Topologische Phase in Spinketten nachgewiesen Zukünftiges Rechnen mit Quantencomputern erleichtern

Dr. Pimonpan Sompet (Erstautorin des Artikels) beim Justieren der Frequenzverdopplungscavity. Das hier generierte UV-Licht benutzen die Forschenden, um die verwendeten Lithiumatome zu kühlen.

Bild: MPQ
03.06.2022

In einer speziellen Anordnung aus atomaren Spins haben Max-Planck-Physiker im Experiment die Eigenschaften der sogenannten Haldane-Phase vermessen. Dazu nutzten sie einen quantenmechanischen Kniff. Die Ergebnisse könnten in Zukunft bei Quantencomputern ihre praktische Anwendung finden.
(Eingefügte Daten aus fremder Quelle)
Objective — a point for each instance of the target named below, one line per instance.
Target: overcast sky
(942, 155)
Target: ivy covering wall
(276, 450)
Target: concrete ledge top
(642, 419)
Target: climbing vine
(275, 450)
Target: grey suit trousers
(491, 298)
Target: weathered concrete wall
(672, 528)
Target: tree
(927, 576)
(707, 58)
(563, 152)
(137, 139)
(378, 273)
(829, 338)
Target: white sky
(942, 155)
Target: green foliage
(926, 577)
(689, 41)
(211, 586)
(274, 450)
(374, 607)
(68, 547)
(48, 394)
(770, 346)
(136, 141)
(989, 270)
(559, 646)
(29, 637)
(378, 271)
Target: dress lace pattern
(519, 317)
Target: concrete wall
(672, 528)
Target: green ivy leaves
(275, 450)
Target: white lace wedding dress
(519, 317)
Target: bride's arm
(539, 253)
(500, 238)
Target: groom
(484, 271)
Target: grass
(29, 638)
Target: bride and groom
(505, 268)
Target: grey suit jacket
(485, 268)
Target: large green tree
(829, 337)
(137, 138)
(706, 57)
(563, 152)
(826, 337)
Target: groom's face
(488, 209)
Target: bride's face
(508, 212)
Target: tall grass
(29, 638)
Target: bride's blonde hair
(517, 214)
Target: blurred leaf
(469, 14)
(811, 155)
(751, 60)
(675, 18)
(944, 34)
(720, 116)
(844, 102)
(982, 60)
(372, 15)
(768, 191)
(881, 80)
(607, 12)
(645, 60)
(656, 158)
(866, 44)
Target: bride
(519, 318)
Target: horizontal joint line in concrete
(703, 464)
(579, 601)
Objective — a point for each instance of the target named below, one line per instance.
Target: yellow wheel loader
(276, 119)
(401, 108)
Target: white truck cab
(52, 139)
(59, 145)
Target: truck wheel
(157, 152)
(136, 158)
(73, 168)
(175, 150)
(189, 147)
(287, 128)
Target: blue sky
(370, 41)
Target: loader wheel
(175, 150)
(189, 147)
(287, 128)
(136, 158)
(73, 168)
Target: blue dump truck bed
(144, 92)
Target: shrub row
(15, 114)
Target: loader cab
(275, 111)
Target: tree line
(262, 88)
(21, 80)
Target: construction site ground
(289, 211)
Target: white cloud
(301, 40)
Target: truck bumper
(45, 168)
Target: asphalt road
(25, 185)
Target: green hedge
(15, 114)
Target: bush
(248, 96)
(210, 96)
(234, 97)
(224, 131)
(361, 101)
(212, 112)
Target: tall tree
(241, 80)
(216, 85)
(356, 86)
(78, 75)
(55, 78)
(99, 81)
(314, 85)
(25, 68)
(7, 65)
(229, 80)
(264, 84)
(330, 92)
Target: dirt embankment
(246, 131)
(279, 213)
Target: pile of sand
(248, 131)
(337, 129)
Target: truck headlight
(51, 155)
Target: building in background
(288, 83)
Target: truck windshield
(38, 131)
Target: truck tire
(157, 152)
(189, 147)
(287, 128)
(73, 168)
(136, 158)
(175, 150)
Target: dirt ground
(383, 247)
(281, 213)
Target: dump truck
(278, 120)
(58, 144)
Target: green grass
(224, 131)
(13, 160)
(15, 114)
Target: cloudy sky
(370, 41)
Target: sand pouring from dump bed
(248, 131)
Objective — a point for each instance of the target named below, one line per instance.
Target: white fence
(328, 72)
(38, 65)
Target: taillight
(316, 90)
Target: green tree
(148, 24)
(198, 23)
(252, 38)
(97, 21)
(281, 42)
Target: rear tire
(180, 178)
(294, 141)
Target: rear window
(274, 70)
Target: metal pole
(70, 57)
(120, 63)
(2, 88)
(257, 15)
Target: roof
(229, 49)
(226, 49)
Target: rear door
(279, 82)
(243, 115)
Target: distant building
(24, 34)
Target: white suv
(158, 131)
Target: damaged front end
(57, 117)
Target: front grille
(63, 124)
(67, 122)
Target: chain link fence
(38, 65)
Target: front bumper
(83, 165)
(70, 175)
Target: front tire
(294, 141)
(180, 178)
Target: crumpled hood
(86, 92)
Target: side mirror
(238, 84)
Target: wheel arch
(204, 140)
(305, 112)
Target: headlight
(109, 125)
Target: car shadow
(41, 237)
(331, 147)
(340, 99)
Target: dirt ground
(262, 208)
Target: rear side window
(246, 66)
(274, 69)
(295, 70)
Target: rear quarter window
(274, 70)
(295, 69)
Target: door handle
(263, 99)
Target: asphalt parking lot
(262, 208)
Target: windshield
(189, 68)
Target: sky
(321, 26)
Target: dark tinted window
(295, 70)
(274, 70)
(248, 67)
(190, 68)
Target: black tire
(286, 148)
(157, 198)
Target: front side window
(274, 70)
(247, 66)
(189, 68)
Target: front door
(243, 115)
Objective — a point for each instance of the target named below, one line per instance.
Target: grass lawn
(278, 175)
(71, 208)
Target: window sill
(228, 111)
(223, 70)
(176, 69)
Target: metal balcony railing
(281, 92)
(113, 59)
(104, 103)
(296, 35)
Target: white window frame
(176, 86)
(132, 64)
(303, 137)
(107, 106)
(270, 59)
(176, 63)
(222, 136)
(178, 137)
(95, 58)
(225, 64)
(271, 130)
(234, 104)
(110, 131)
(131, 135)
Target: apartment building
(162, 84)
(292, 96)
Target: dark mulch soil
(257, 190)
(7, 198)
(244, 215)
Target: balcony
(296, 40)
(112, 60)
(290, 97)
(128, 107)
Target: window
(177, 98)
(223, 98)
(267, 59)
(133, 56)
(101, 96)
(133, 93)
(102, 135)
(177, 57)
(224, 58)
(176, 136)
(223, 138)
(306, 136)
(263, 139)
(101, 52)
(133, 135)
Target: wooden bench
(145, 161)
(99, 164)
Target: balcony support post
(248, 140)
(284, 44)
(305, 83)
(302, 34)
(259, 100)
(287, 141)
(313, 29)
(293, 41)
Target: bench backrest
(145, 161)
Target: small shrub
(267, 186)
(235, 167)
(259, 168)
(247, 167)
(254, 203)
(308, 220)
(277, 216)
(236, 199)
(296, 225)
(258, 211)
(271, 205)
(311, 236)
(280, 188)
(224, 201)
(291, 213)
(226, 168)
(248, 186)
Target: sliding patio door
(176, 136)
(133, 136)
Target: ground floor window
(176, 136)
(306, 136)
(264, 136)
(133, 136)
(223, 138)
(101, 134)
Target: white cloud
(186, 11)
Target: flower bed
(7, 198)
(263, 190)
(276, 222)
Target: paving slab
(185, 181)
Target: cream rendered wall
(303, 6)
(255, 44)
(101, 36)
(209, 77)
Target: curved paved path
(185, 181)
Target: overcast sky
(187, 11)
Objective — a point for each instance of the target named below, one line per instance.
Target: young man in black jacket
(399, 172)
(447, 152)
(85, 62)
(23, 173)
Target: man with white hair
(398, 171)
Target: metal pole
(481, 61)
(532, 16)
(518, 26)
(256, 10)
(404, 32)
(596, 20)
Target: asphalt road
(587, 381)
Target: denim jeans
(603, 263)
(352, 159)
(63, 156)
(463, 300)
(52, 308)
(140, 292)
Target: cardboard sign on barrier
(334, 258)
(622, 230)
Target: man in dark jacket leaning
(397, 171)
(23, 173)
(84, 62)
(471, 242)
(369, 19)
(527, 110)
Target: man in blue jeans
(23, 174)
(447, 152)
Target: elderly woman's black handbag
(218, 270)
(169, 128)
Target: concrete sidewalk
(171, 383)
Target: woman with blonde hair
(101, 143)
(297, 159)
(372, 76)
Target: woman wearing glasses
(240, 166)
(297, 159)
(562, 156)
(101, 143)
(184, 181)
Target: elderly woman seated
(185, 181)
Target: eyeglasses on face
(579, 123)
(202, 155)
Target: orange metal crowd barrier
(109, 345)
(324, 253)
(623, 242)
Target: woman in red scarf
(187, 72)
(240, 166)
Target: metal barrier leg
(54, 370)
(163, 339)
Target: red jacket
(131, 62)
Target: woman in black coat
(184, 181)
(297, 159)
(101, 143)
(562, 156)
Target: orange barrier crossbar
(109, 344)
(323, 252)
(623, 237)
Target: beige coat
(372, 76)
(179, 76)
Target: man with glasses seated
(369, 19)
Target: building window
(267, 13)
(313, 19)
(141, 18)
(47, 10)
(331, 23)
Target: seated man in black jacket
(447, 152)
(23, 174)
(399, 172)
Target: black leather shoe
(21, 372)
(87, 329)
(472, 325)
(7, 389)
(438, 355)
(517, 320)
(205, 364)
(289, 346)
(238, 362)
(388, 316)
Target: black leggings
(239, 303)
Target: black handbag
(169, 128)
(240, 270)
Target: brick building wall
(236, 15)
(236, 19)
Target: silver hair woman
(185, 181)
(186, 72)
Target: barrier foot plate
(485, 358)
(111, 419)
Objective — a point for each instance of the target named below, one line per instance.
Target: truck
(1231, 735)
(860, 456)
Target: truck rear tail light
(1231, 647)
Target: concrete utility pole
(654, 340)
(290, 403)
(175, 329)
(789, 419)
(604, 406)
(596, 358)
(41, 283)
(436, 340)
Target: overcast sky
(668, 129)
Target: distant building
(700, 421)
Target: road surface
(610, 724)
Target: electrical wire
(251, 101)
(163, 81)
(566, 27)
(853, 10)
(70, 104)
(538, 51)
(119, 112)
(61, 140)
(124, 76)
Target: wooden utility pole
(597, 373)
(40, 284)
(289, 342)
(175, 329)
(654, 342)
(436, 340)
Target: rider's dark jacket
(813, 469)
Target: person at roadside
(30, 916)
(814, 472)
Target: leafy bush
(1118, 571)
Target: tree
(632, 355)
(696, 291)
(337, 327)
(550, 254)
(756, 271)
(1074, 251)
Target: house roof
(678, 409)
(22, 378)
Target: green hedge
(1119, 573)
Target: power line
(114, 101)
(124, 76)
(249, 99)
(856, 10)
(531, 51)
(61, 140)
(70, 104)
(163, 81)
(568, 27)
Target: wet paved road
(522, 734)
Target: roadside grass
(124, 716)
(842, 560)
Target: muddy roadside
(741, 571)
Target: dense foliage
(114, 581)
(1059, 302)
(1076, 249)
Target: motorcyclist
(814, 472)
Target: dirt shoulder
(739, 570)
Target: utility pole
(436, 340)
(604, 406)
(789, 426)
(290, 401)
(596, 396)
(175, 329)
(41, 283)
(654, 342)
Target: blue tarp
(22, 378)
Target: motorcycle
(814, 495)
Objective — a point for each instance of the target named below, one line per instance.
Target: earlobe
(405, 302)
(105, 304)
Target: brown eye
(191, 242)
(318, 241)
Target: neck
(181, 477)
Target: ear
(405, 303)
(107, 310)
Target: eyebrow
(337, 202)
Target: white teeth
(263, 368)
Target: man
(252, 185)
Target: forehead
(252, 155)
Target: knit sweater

Jegliche Materie tritt in unterschiedlichen Phasen auf, die ineinander übergehen können. Ein Beispiel dafür ist Wasser, das in flüssiger Form, als Eis oder Dampf existiert – je nach den äußeren Bedingungen.

Die verschiedenen physikalischen Phasen haben zwar dieselbe chemische Zusammensetzung, aber ein unterschiedliches Maß an innerer Ordnung. Ändern sich etwa die Temperatur oder der Druck, wechselt das Wasser an einem bestimmten Punkt in eine andere Phase.

Allerdings: Bei manchen Materialien existieren Phasen, zwischen denen ein Übergang nicht möglich ist, da sie durch eine bestimmte Form von Symmetrie geschützt sind – einer Eigenschaft des Systems, das dadurch beispielsweise bei einer Spiegelung oder Drehung unverändert bleibt. Nur durch Aufhebung der Symmetrie ist ein Phasenübergang möglich. Die Physiker sprechen dabei von topologischen Phasen – Materiezuständen, deren Erforschung in den letzten Jahren zu einem tieferen Verständnis der Struktur von Quantensystemen geführt hat.

Die Vermessung der Haldane-Phase

Bislang waren solche Eigenschaften fast nur für theoretische Modelle und Berechnungen oder durch indirekte Messungen an Festkörpern zugänglich. Doch nun ist es einem Team von Forschenden am Max-Planck-Institut für Quantenoptik (MPQ) in Garching gelungen, eine besondere, beispielhafte Art von topologischer Phase im Labor zu erzeugen und experimentell zu analysieren.

Die Wissenschaftler in der MPQ-Abteilung Quanten-Vielteilchensysteme unter der Leitung von Prof. Dr. Immanuel Bloch und Dr. Timon Hilker schufen eine sogenannte Haldane-Phase. Sie ist nach dem britischen Physiker Duncan Haldane benannt, der die topologischen Phasen von Quantensystemen erstmals beschrieben hat und dafür 2016 gemeinsam mit zwei weiteren Forschern den Physiknobelpreis erhalten hat.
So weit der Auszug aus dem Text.